The study about how “caffeine has a positive effect on our long-term memory” was published by the journal Nature Neuroscience, Yassa commented about it on the website of the Johns Hopkins University: “We’ve always known that caffeine has cognitive-enhancing effects, but its particular effects on strengthening memories and making them resistant to forgetting has never been examined in detail in humans,” said Yassa, senior author of the paper. “We report for the first time a specific effect of caffeine on reducing forgetting over 24 hours.”
The study included a sample of more than 100 people who did not consume coffee often. “We chose people who were taking less than 500 milligrams of caffeine a week. The majority did not drink coffee, only taking a drink once or twice a week” said Yassa.

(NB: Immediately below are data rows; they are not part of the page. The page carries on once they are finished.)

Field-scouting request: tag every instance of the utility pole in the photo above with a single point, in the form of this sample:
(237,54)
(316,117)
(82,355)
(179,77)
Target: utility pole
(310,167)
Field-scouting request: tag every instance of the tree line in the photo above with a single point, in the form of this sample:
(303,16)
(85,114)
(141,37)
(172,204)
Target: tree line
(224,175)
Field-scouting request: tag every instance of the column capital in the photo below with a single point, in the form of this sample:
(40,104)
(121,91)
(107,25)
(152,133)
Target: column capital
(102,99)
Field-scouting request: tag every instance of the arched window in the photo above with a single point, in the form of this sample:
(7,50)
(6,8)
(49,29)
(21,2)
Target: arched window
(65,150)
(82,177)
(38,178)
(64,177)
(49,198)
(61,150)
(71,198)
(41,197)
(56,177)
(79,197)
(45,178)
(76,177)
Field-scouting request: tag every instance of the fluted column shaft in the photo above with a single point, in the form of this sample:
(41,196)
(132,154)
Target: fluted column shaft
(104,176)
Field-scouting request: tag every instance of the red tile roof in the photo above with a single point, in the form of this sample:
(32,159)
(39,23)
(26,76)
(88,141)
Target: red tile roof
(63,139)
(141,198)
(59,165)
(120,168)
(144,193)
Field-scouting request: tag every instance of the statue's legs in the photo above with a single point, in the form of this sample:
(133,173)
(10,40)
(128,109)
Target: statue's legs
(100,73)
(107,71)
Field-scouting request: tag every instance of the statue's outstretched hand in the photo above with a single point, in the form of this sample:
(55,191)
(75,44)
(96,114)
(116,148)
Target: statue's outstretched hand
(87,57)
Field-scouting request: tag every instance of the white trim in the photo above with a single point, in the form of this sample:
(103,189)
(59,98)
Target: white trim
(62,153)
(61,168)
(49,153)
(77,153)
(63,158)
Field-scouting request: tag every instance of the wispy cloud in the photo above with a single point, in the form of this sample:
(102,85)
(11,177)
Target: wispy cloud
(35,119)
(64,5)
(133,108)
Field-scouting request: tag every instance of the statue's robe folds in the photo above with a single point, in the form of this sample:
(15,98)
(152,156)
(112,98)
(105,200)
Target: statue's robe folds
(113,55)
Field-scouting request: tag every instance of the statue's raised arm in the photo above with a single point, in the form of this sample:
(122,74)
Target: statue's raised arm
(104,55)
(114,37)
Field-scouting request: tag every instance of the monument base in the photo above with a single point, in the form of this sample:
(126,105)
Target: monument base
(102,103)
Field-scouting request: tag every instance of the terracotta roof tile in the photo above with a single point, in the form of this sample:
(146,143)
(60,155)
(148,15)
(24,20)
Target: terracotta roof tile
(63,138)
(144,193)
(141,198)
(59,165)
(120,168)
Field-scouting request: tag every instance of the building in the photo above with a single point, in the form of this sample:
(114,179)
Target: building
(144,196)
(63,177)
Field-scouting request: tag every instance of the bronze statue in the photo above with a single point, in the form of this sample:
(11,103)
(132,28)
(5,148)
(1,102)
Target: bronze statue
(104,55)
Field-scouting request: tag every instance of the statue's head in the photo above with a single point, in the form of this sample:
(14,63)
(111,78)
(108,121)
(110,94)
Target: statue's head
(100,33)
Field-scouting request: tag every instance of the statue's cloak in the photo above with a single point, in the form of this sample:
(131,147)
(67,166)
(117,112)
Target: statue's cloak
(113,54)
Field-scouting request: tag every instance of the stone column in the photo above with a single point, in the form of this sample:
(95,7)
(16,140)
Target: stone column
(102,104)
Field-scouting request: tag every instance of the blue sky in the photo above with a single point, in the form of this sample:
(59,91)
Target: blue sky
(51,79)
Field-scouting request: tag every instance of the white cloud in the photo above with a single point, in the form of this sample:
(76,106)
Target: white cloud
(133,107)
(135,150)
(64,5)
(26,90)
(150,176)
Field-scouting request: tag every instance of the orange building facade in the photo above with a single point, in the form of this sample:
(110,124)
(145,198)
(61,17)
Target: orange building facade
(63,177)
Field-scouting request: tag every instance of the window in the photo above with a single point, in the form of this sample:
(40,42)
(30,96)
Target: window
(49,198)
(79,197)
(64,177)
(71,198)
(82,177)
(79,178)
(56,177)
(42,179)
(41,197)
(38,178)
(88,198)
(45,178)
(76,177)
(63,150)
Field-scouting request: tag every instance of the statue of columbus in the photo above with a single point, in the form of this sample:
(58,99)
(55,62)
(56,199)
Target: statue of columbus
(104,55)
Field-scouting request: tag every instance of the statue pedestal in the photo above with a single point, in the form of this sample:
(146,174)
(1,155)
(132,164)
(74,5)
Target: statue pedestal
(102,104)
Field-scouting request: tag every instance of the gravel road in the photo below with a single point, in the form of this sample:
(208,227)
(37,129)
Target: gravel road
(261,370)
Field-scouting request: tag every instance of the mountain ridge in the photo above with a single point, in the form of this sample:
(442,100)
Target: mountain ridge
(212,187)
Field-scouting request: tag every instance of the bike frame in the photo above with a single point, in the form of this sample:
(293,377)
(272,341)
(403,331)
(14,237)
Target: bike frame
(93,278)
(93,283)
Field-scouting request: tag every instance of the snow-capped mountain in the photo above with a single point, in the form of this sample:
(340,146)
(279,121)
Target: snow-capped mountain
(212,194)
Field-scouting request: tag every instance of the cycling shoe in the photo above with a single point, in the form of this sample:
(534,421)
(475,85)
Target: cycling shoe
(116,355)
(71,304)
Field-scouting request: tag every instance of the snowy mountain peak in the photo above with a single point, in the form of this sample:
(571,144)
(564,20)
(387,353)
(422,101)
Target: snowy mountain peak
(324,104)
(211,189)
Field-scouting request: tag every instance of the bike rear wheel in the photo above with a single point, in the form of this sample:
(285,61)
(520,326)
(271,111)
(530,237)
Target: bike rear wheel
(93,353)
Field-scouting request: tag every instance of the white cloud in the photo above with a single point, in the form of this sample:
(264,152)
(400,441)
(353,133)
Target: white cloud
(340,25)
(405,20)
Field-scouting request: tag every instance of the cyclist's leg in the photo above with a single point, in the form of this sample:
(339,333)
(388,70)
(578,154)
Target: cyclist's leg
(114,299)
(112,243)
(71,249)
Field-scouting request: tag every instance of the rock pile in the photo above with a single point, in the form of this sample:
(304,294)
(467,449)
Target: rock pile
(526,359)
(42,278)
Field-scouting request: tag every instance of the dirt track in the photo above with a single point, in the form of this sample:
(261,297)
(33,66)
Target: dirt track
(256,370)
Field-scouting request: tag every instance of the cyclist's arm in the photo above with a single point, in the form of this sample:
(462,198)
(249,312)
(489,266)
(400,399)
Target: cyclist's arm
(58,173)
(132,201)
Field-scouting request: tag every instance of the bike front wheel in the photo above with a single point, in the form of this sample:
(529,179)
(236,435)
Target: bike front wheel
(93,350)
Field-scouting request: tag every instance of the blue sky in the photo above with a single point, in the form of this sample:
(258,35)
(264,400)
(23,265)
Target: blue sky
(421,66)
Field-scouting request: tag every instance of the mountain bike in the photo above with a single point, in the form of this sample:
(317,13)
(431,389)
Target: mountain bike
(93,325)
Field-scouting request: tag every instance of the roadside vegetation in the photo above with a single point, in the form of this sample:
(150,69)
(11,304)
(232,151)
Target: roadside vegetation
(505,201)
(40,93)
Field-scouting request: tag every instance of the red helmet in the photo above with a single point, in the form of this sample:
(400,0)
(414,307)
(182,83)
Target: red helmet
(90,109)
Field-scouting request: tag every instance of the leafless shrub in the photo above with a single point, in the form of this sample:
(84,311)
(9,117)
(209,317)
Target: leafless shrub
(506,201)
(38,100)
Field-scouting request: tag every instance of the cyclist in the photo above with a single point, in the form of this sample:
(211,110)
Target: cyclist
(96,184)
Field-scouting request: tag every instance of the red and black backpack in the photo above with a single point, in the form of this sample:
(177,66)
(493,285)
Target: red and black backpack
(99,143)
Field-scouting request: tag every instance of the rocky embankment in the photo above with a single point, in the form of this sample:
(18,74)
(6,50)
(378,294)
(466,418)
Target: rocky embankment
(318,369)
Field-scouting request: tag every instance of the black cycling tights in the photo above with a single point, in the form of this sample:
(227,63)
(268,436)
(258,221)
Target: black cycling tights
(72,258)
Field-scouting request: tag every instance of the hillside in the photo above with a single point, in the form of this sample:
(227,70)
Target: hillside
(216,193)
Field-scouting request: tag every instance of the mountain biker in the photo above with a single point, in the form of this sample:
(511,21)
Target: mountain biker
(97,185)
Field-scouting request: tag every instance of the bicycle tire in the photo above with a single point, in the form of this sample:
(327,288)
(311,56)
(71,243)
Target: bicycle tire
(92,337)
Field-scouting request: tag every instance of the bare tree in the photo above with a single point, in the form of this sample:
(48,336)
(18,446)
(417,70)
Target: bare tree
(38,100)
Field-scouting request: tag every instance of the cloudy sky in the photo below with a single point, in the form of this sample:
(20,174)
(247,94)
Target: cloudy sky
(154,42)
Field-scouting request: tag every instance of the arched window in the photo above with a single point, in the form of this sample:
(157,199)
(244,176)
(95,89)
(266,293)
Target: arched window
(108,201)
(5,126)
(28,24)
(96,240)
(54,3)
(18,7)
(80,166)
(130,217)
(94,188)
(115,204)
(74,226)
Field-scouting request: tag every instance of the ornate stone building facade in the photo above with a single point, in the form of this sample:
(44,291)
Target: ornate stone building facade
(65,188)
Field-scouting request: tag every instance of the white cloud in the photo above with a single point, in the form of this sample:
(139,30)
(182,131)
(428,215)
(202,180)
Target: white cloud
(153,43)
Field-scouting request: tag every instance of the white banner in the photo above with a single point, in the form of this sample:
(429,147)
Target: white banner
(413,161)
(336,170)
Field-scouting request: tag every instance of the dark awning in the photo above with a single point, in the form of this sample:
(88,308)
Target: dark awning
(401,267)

According to the study 200 mg of coffee are sufficient to help the memory to run better. This was demonstrated with a simple experiment in which the individuals who participated in the study were shown various images of objects, after five minutes was given to a group coffee and another group was given placebo. After that they show them again similar types of images of various objects. The participants who took caffeine identified better images similar to the original, and those who had taken the placebo were more likely to do so incorrectly.
“The next step for us is to figure out the brain mechanisms underlying this enhancement,” Yassa said. “We can use brain-imaging techniques to address these questions. We also know that caffeine is associated with healthy longevity and may have some protective effects from cognitive decline like Alzheimer’s disease. These are certainly important questions for the future”; said Yassa on John Hopkins University Website.
Sources consulted: John Hopkins News Network, National Institute of Health of the United States and Healthday.